L'Explication Prémisse
Cet article protège les salariés « mandatés » (c.-à-d. ceux qui exercent un mandat représentatif prévu par les articles cités) lorsqu'ils sont en contrat à durée déterminée (CDD). Il interdit à l'employeur de rompre le CDD avant le terme pour faute grave ou pour inaptitude constatée par le médecin du travail, ou de décider à l'arrivée du terme de ne pas renouveler un CDD comportant une clause de renouvellement, sans avoir au préalable obtenu l'autorisation de l'inspecteur du travail. Autrement dit, l'employeur doit demander et obtenir l'accord de l'inspection du travail avant de prononcer ces ruptures particulières pour un salarié protégé.
Une entreprise embauche en CDD de 12 mois une salariée qui est également titulaire d'un mandat de représentante syndicale. Au 8e mois, l'employeur constate un comportement qu'il qualifie de faute grave et envisage de rompre le CDD avant le terme. Avant de licencier, il doit saisir l'inspecteur du travail en exposant les faits et les preuves et demander l'autorisation de rompre le contrat. De même, si le contrat contient une clause de renouvellement et que l'employeur, à l'échéance, décide de ne pas exercer cette clause à l'encontre de la salariée mandatée, il doit demander l'autorisation de l'inspecteur. Sans cette autorisation, la rupture est contestable et le salarié peut saisir les juridictions pour obtenir réparation voire sa réintégration.
- Champ d'application : concerne les salariés « mandatés » visés aux articles L.2232-23-1 et L.2232-26, et uniquement les contrats à durée déterminée (CDD).
- Cas visés : rupture du CDD avant terme pour faute grave ou pour inaptitude constatée par le médecin du travail ; ou non-renouvellement à l'échéance lorsque le contrat comporte une clause de renouvellement.

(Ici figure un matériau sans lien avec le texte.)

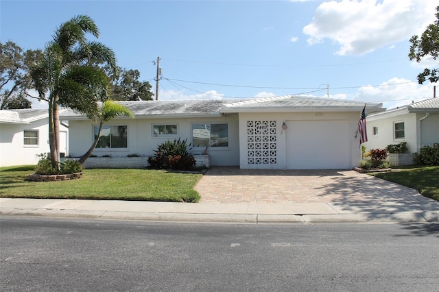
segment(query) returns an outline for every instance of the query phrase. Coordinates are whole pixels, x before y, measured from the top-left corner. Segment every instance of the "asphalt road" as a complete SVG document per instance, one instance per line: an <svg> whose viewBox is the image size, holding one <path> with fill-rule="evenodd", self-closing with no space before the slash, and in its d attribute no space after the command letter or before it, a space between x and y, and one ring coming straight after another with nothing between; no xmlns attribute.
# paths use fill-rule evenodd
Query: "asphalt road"
<svg viewBox="0 0 439 292"><path fill-rule="evenodd" d="M439 291L439 225L3 217L2 291Z"/></svg>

- Autorisation préalable obligatoire : l'employeur ne peut engager la rupture dans ces hypothèses qu'après avoir obtenu l'autorisation de l'inspecteur du travail.

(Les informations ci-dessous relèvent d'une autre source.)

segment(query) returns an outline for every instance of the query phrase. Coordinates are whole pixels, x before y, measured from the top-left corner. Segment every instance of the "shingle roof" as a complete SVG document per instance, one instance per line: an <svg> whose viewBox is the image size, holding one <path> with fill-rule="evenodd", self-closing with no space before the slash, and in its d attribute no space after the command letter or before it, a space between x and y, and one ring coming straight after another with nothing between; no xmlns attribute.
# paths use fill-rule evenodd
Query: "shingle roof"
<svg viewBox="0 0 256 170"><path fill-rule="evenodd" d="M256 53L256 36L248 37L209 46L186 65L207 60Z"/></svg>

- But : protèger l'exercice du mandat représentatif en soumettant certaines ruptures à un contrôle préalable de l'administration du travail.
- Conséquences d'une absence d'autorisation : la rupture prononcée sans l'autorisation requise est contestable devant le juge ; le salarié peut demander réparation (dommages-intérêts) et, selon les circonstances, la réintégration ou l'annulation de la rupture.
- Procédure : l'employeur doit saisir l'inspecteur du travail en justifiant les motifs (éléments factuels, certificats médicaux pour inaptitude, etc.) et attendre la décision avant de procéder.
- Limitation : la protection visée ici est spécifique au CDD du salarié mandaté et ne vaut pas de façon automatique pour tous types de contrats ou de salariés non mandatés.